Prinsip Deteksi dan Logika Penilaian Anomali
Dalam proses manufaktur semikonduktor, chip biasanya ditempatkan pada pembawa atau jalur transportasi dalam susunan datar satu lapis. Pada saat ini, tinggi permukaan chip adalah nilai dasar yang telah ditentukan sebelumnya, umumnya merupakan jumlah ketebalan chip dan tinggi pembawa. Ketika chip ditumpuk secara tidak sengaja, tinggi permukaannya akan meningkat secara signifikan. Perubahan ini memberikan dasar penting untuk mendeteksi anomali penumpukan.
Deteksi Penumpukan Jalur Transportasi
Jalur transportasi merupakan saluran penting untuk pergerakan chip selama proses manufaktur. Namun, chip dapat menumpuk di jalur tersebut karena adsorpsi elektrostatik atau kerusakan mekanis selama transportasi, yang menyebabkan penyumbatan jalur. Penyumbatan tersebut tidak hanya dapat mengganggu alur produksi tetapi juga merusak chip.
Untuk memantau kelancaran aliran jalur transportasi, sensor perpindahan laser dapat dipasang di atas jalur untuk memindai ketinggian penampang jalur. Jika ketinggian area tertentu tidak normal (misalnya, lebih tinggi atau lebih rendah dari ketebalan satu lapisan chip), sensor akan menentukannya sebagai penyumbatan penumpukan dan memicu mekanisme alarm untuk memberi tahu operator agar segera menanganinya, sehingga memastikan kelancaran aliran produksi.
Proses Deteksi
Sensor perpindahan laser Lanbao secara akurat mengukur ketinggian permukaan target dengan memancarkan sinar laser, menerima sinyal pantulan, dan menggunakan metode triangulasi.

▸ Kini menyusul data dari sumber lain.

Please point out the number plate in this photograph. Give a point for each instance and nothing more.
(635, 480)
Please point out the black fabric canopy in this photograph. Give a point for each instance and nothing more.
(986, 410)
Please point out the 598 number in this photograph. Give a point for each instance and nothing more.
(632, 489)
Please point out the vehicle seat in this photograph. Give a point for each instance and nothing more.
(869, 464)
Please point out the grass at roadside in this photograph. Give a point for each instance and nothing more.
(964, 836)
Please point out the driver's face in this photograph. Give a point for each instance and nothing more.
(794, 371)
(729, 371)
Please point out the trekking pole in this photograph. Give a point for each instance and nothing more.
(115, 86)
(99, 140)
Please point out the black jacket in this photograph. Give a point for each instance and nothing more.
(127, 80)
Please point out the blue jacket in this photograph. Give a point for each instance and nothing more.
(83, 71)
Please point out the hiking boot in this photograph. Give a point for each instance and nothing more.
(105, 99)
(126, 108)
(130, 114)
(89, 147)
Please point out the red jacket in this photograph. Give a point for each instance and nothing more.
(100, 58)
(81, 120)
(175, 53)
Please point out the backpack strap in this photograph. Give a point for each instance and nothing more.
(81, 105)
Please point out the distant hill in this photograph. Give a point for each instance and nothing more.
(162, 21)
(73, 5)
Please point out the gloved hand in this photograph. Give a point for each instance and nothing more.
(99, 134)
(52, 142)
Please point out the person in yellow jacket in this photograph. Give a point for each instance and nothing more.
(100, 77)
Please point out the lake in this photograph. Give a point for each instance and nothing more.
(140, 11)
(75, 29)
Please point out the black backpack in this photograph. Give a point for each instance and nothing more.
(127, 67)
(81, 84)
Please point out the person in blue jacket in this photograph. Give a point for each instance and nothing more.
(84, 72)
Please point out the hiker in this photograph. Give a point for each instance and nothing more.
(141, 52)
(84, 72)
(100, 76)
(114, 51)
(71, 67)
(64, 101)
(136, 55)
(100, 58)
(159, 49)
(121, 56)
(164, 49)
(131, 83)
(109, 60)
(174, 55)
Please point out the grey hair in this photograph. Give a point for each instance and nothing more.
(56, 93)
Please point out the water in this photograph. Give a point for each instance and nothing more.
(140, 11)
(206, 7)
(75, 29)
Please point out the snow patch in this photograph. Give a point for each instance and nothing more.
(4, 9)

Sensor tersebut sejajar secara vertikal dengan area deteksi chip, terus-menerus memancarkan laser dan menerima sinyal pantulan. Selama pengangkutan chip, sensor dapat memperoleh informasi ketinggian permukaan secara real-time.
Sensor ini menggunakan algoritma internal untuk menghitung nilai ketinggian permukaan chip dari sinyal pantulan yang diperoleh. Untuk memenuhi tuntutan transfer kecepatan tinggi dari lini produksi semikonduktor, hal ini mengharuskan sensor memiliki presisi tinggi dan frekuensi pengambilan sampel yang tinggi.
Rentang variasi ketinggian yang diizinkan ditetapkan, biasanya ±30 µm dari ketinggian dasar. Jika nilai yang diukur melebihi rentang ambang batas ini, maka dianggap sebagai kelainan susunan lapisan. Logika penentuan ambang batas ini dapat secara efektif membedakan antara chip lapisan tunggal normal dan chip yang tersusun.
Saat mendeteksi kelainan penumpukan, sensor akan memicu alarm suara dan visual, serta secara bersamaan mengaktifkan lengan robot untuk memindahkan lokasi yang abnormal, atau menghentikan sementara jalur produksi untuk mencegah memburuknya situasi lebih lanjut. Mekanisme respons cepat ini meminimalkan kerugian yang disebabkan oleh kelainan penumpukan hingga semaksimal mungkin.
Deteksi anomali penumpukan chip secara real-time dan presisi tinggi menggunakan sensor perpindahan laser dapat secara signifikan meningkatkan keandalan dan hasil produksi lini produksi semikonduktor. Dengan kemajuan teknologi yang berkelanjutan, sensor perpindahan laser akan memainkan peran yang lebih besar lagi dalam manufaktur semikonduktor, memberikan dukungan kuat bagi pembangunan berkelanjutan industri ini.